Attorney Jeremy Hogan, a partner at Hogan & Hogan, has commented on the most recent court session of the SEC vs Ripple lawsuit and referred to a “bombshell” dropped by the Judge, in where she interrupted Brad Garlinghouse’s lawyer Matthew Solomon to say:
“My understanding about XRP is that not only does it have a currency value but it has a Utility and that utility distinguishes it from Bitcoin and Ether.”
Attorney Solomon disagreed and said XRP is similar to Ethereum, but the Judge’s statement admits to XRP’s utility and currency value.
With currencies and securities being two different things, the SEC argument that Ripple is a security may be losing its credibility with the Judge. In regard to utility, that’s the point Ripple has been making the whole time.
The Judge also questioned the SEC attorney that, based on his theory, “everyone who sold XRP – including you and me – are selling illegal securities”. The SEC lawyer said, “no, under Section 4, only Ripple and affiliates of Ripple can have sold XRP illegally”.
This statement from the SEC lawyer clears the way for the cryptocurrency exchanges in the United States to re-list XRP again with no fear of reprisal.
The lawsuit against Ripple alleges co-founders aided and abetted Ripple’s unregistered sales of securities, dating as far back as 2013 and 2015 respectively.
In its answer, Ripple stated it had “never offered or sold XRP as an investment” and that “XRP holders do not acquire any claim to the assets of Ripple, hold any ownership interest in Ripple, or have any entitlement to share in Ripple’s future profits.”
In addition, the cryptocurrency firm argued that “utility depends on XRP’s near-instantaneous and seamless settlement in low-cost transactions.
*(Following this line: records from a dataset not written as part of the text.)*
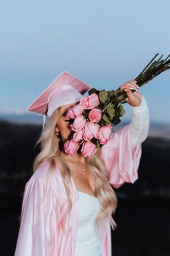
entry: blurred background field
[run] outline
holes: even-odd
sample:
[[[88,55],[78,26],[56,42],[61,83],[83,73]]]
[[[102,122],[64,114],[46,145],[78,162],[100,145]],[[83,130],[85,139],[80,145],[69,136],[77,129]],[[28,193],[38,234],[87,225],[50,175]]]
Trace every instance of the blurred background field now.
[[[38,123],[0,121],[2,256],[14,255],[23,192],[39,150],[35,148],[42,129]],[[117,228],[112,232],[114,256],[170,255],[169,135],[167,127],[151,125],[149,137],[143,143],[138,179],[115,189],[118,206],[115,216]]]

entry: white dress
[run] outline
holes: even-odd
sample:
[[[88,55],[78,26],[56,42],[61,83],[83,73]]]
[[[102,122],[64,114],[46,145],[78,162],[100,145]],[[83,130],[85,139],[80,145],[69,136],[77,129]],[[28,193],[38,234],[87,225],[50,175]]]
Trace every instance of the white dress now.
[[[97,197],[78,191],[79,222],[74,256],[102,256],[101,239],[94,221],[100,210]]]

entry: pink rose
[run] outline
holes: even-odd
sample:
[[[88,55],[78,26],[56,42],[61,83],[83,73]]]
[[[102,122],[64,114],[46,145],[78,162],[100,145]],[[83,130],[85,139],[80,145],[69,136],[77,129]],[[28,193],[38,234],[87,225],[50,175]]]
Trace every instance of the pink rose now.
[[[70,108],[67,111],[67,117],[75,118],[76,116],[79,116],[83,113],[84,108],[80,104],[76,104],[73,107]]]
[[[97,152],[96,145],[91,141],[85,141],[81,149],[81,154],[85,157],[89,157]]]
[[[83,139],[82,135],[83,135],[83,130],[82,129],[80,129],[79,132],[74,132],[73,137],[73,141],[80,141],[81,140]]]
[[[98,135],[99,127],[99,124],[88,121],[83,129],[83,139],[84,140],[91,140],[94,137],[96,138]]]
[[[102,113],[99,108],[93,108],[89,113],[89,117],[91,121],[98,122],[102,118]]]
[[[82,98],[80,100],[80,105],[85,109],[91,109],[99,104],[99,100],[96,93],[91,93],[90,95]]]
[[[86,120],[83,115],[76,116],[73,121],[73,124],[71,124],[71,129],[74,132],[79,132],[85,126],[86,123]]]
[[[111,133],[112,127],[110,124],[100,127],[97,135],[97,139],[99,140],[100,144],[106,144],[109,138]]]
[[[79,148],[79,144],[73,140],[67,140],[64,143],[64,151],[71,155],[73,155],[76,152],[77,152]]]
[[[75,118],[76,115],[73,111],[73,108],[70,108],[68,109],[67,113],[66,113],[66,116],[68,118]]]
Treating XRP as a security, by contrast, would subject thousands of exchanges, market-makers, and other actors in the gigantic virtual currency market to lengthy, complex, and costly regulatory requirements.”
Of the 23 major financial market jurisdictions, nine of them haven’t taken any form of enforcement action against crypto-related companies, and the remaining jurisdictions have a more lenient approach compared to the SEC in a deliberate strategy to appeal to fintech startups.
Acknowledging that the size of the U.S. cryptocurrency market is a contributing factor to the SEC’s high rate of intervention, a research paper by Rutgers School of Law Professor Yuliya Guseva argues the Howey test is a key factor for the SEC action and it is no longer suitable for judging 21st-century innovations.